Last Friday I'm in a 5th grade class teaching empathy. We'd just completed a hands-on activity that pumped up the message, and now we're processing to drive it home. The class is silent, mesmerized. Suddenly, without warning or a raised hand, a boy in the front announces:
"You have something black in your teeth!"
Instant mental rewind to an hour an a half earlier--I'm late for my first class, dashing out of the office, shoving a handful of trail mix in my face in an attempt to stave off hunger until my 11:00 break. Peanut skin, surely the guilty culprit.
And then it dawns on me:
You have had this black object in your teeth for the last hour and a half. You've taught 3 classes with it. At least three teachers and nearly 75 students have seen this foreign atrosity and said nothing.

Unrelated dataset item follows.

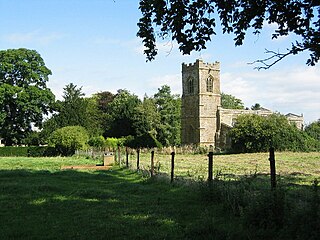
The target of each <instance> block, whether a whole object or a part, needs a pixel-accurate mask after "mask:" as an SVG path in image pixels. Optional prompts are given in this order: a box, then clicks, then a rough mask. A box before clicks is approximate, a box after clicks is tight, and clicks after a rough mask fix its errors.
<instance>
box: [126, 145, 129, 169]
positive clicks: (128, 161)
mask: <svg viewBox="0 0 320 240" xmlns="http://www.w3.org/2000/svg"><path fill="white" fill-rule="evenodd" d="M126 167H127V168H129V152H128V147H126Z"/></svg>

I laugh it off and continue processing the activity, purposely calling on the long-winded students to buy time to dig it out. No luck. The class ends ten minutes later, I beeline for the bathroom and take a look. It's the size of a bus and right in front. My worst nightmare realized. Everyone has their little self-conscious quirks, and food in teeth is one of my biggest. I scoop it out (it takes several attempts).
Stupid trail mix. Next time I'm grabbing a banana.
3 comments:
NICE.
You know what though?
I wouldn't have told. I'm one of THOSE people. I can stare at a booger fleeing from a nose for hours and not say a word. Me and the 5th graders.
Sorry.
You know I'm the same as Maggie on this one, hon. Sorry, too.
Viva los boogers!!
I would tell you! I had so sweetheart students that would whisper stuff like that in my ear and warn me!